Johnson emphasized that the speed of technological change is fast whether in the public or private sector and that although the nature of the data she is protecting is certainly different, the cybersecurity methods she uses to protect that data are generally the same.
Editor's note: The following interview has been edited for clarity and length.
What does working in the private sector feel like after a stint in the White House?
Alissa Johnson: I'll just be honest with you -- I left the White House thinking everything else was going to be a vacation and that actually ended up not being the case. [The private sector] is very, very different, but a lot of the same as well. Everything is still so fast-paced because we're still in technology. This is technology regardless of whether it's private sector or public sector. The influence is there whether it's private sector or public sector. The speed of change is there no matter whether it's private sector or public sector.
Alissa JohnsonCISO, Xerox
But from a cybersecurity perspective, what I've learned is that the same hacker methods and tools that they were using when I was in the White House are the same ones that they're using against Xerox. They are not going after the same data, however. Xerox is not holding any nuclear secrets or special sauce, other than our proprietary information. But [hackers] are trying to get that information and they're using the same tools and methods to do that, so I think there's some synergy in public-private partnerships. It's like when we think about the differences between the financial sector and the auto industry; there's some synergy there because the basic [cybersecurity] methods, understanding and the tools that [hackers] are using are the same, but the data that they're trying to get is different. That's the difference and the feeling that I've been getting so far in differences from the White House to here.

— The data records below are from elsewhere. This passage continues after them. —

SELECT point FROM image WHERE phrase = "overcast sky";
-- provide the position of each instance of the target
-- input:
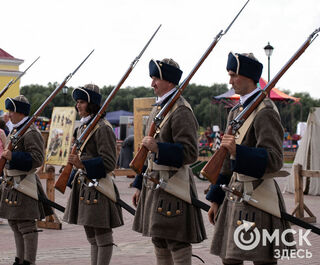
(63, 32)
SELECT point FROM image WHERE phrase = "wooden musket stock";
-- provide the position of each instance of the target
(212, 169)
(14, 138)
(62, 181)
(138, 161)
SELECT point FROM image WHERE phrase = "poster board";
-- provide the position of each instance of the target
(141, 110)
(60, 135)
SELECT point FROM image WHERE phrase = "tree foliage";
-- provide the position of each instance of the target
(199, 96)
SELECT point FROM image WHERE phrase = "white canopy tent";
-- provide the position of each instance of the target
(308, 153)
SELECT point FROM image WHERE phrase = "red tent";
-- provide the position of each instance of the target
(275, 94)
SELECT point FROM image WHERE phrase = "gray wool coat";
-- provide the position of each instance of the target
(23, 207)
(265, 132)
(103, 213)
(185, 225)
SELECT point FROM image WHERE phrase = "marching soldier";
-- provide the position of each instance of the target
(255, 155)
(86, 205)
(21, 187)
(172, 223)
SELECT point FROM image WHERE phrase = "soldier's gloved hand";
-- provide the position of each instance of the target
(135, 198)
(74, 160)
(7, 154)
(150, 143)
(213, 212)
(228, 141)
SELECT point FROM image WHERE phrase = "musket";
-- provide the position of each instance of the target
(121, 203)
(212, 169)
(11, 82)
(161, 184)
(140, 157)
(41, 198)
(284, 215)
(64, 176)
(15, 138)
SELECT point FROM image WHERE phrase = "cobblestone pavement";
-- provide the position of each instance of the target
(69, 246)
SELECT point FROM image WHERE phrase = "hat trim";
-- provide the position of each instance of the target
(159, 68)
(83, 90)
(14, 104)
(238, 61)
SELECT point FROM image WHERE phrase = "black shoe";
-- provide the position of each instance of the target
(17, 261)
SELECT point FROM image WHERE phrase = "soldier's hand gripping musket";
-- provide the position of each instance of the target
(212, 169)
(11, 82)
(15, 137)
(284, 215)
(64, 176)
(100, 185)
(139, 159)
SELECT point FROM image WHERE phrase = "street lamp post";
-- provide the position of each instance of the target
(65, 92)
(268, 50)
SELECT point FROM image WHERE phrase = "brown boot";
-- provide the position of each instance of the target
(182, 256)
(163, 256)
(17, 261)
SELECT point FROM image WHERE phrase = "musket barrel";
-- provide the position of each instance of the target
(138, 161)
(63, 178)
(37, 113)
(212, 169)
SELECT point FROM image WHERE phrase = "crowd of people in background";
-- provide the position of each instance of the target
(290, 141)
(210, 139)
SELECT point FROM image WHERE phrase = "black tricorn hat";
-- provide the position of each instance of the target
(165, 71)
(18, 104)
(244, 65)
(89, 93)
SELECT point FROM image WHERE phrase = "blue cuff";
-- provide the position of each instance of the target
(137, 183)
(216, 194)
(170, 154)
(21, 161)
(94, 168)
(71, 177)
(250, 161)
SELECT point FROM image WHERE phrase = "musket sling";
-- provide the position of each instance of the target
(28, 185)
(265, 193)
(105, 186)
(177, 185)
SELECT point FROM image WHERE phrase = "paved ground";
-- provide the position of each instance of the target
(70, 247)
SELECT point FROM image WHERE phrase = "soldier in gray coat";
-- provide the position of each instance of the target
(172, 222)
(95, 209)
(255, 157)
(21, 187)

How did you transition from deputy CIO to CISO?
Johnson: My transition was actually pretty smooth. I am a certified cryptologic engineer through the [National Security Agency] and I have been in that security space off and on. I've had one foot out and one foot in in the technology and security space. I think you can't know one without the other. A great technologist is going to take cybersecurity into consideration. A great cybersecurity expert is going to remember to take technology and innovation into consideration. It was a smooth transition for me because I've been able to play a little bit in both of those roles, but [those] are two areas that have a lot of synergy.